I am training a neural network for time series regression. The model is
####################################################################################################################
# Define ANN Model
# define two sets of inputs
acc = layers.Input(shape=(3,1,))
gyro = layers.Input(shape=(3,1,))
# the first branch operates on the first input
x = Conv1D(256, 1, activation='relu')(acc)
x = Conv1D(128, 1, activation='relu')(x)
x = Conv1D(128, 1, activation='relu')(x)
x = MaxPooling1D(pool_size=3)(x)
x = Model(inputs=acc, outputs=x)
# the second branch opreates on the second input
y = Conv1D(256, 1, activation='relu')(gyro)
y = Conv1D(128, 1, activation='relu')(y)
y = Conv1D(128, 1, activation='relu')(y)
y = MaxPooling1D(pool_size=3)(y)
y = Model(inputs=gyro, outputs=y)
# combine the output of the three branches
combined = layers.concatenate([x.output, y.output])
# combined outputs
z = Bidirectional(LSTM(128, dropout=0.25, return_sequences=False,activation='tanh'))(combined)
z = Reshape((256,1),input_shape=(128,))
z = Bidirectional(LSTM(128, dropout=0.25, return_sequences=False,activation='tanh'))(combined)
#z = Dense(10, activation="relu")(z)
z = Flatten()(z)
z = Dense(4, activation="linear")(z)
model = Model(inputs=[x.input, y.input], outputs=z)
model.compile(loss=loss, optimizer = tf.keras.optimizers.Adam(),metrics=['mse'],run_eagerly=True)
I have tried to implement a custom loss function (based on different papers).
Math
The error will calculated as follows:
y_pred = [w x y z]
y_true = [w1 x1 y1 z1]
error = 2 * acos(w*w1 + x*x1 + y*y1 + z*z1)
Based on this formula I wrote the custom loss function:
def loss(y_true, y_pred):
z = y_true * (y_pred )
wtot = tf.reduce_sum(z,axis=1)
error = 2*tf.math.acos(K.clip(tf.math.sqrt(wtot*wtot), -1.,1.))
return error
But while the loss value is decreasing the MSE increased and I can see an offset in the output which will grow by the number of epochs.
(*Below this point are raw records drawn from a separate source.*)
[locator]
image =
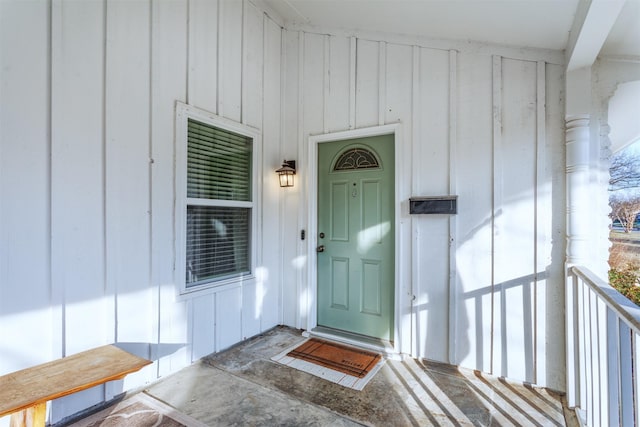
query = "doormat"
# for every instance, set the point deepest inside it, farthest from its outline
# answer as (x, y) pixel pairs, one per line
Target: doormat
(348, 366)
(140, 410)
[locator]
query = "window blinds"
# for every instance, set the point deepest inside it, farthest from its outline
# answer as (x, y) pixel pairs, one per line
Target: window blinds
(218, 238)
(218, 163)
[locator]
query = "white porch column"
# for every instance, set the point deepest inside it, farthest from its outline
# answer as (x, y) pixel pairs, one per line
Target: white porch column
(578, 136)
(577, 140)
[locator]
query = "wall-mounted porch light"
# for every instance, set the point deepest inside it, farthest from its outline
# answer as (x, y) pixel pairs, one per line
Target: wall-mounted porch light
(286, 173)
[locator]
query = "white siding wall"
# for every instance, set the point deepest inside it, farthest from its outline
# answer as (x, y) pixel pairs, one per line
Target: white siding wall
(88, 93)
(483, 123)
(87, 174)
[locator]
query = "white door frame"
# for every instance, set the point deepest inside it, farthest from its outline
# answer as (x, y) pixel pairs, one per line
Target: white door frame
(312, 241)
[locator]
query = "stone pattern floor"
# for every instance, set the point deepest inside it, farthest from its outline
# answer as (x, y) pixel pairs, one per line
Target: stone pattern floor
(243, 387)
I understand that we do not optimize this Network for MSE but based on mathematics the MSE must be reduced or converge to some value near 1.
Orange is the Target/Reference
Blue is the Network ouptut
for 1 epoch
for 10 epochs
for 50 epochs
To solve this problem, I used geometric distance equation to find the loss value
def QQuat_mult(y_true, y_pred):
"""
The function takes in two quaternions, normalizes the first one, and then multiplies the two
quaternions together.
The function returns the absolute value of the vector part of the resulting quaternion.
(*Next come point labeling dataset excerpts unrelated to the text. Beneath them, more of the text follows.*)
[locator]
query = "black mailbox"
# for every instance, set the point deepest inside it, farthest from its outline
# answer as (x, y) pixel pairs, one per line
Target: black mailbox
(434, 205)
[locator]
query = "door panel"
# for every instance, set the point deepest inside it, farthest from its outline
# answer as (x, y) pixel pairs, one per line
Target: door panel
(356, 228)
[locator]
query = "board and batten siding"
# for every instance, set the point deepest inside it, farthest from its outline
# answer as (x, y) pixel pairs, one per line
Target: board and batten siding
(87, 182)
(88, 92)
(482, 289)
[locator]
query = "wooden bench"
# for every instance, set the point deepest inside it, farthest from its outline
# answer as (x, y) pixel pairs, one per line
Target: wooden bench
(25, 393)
The reason for this is that the vector part of the quaternion is the axis of rotation, and the
absolute value of the vector part is the angle of rotation.
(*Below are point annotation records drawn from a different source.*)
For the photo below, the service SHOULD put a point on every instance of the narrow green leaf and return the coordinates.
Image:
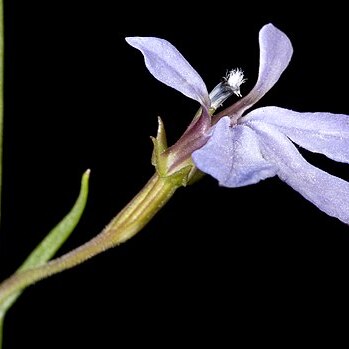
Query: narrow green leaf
(54, 240)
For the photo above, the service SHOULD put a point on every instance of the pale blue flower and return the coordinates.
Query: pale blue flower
(242, 149)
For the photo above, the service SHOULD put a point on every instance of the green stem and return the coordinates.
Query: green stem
(126, 224)
(1, 327)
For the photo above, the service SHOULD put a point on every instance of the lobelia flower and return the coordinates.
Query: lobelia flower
(241, 149)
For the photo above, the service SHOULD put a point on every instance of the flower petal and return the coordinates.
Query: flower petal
(232, 156)
(275, 54)
(167, 64)
(329, 193)
(323, 133)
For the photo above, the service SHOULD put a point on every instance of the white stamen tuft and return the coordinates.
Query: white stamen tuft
(235, 78)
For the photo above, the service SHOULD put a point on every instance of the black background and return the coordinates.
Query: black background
(216, 265)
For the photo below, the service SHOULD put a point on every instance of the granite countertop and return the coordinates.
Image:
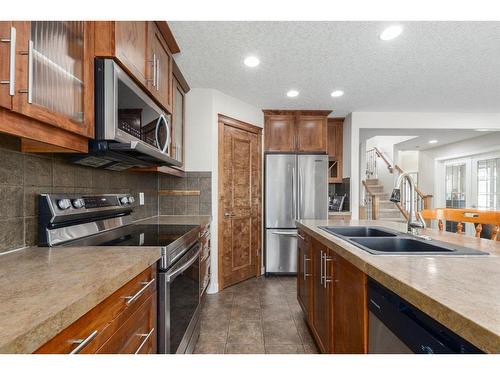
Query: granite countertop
(43, 290)
(460, 292)
(177, 219)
The reason for normalizing the first quaternion is that the first quaternion is the predicted
quaternion, and the predicted quaternion is not always normalized.
The reason for returning the absolute value of the vector part of the resulting quaternion is that
the angle of rotation is always positive.
The reason for returning the vector part of the resulting quaternion is that the axis of rotation is
always a vector.
:param y_true: the ground truth quaternion
:param y_pred: the predicted quaternion
:return: The absolute value of the quaternion multiplication of the predicted and true quaternions.
"""
y_pred = tf.linalg.normalize(y_pred, ord='euclidean', axis=1)[0]
w0, x0, y0, z0 = tf.split(
(tf.multiply(y_pred, [1., -1, -1, -1]),), num_or_size_splits=4, axis=-1)
w1, x1, y1, z1 = tf.split(y_true, num_or_size_splits=4, axis=-1)
w = w0*w1 - x0*x1 - y0*y1 - z0*z1
w = tf.subtract(w, 1)
x = w0*x1 + x0*w1 + y0*z1 - z0*y1
y = w0*y1 - x0*z1 + y0*w1 + z0*x1
z = w0*z1 + x0*y1 - y0*x1 + z0*w1
loss = tf.abs(tf.concat(values=[w, x, y, z], axis=-1))
return tf.reduce_mean(loss)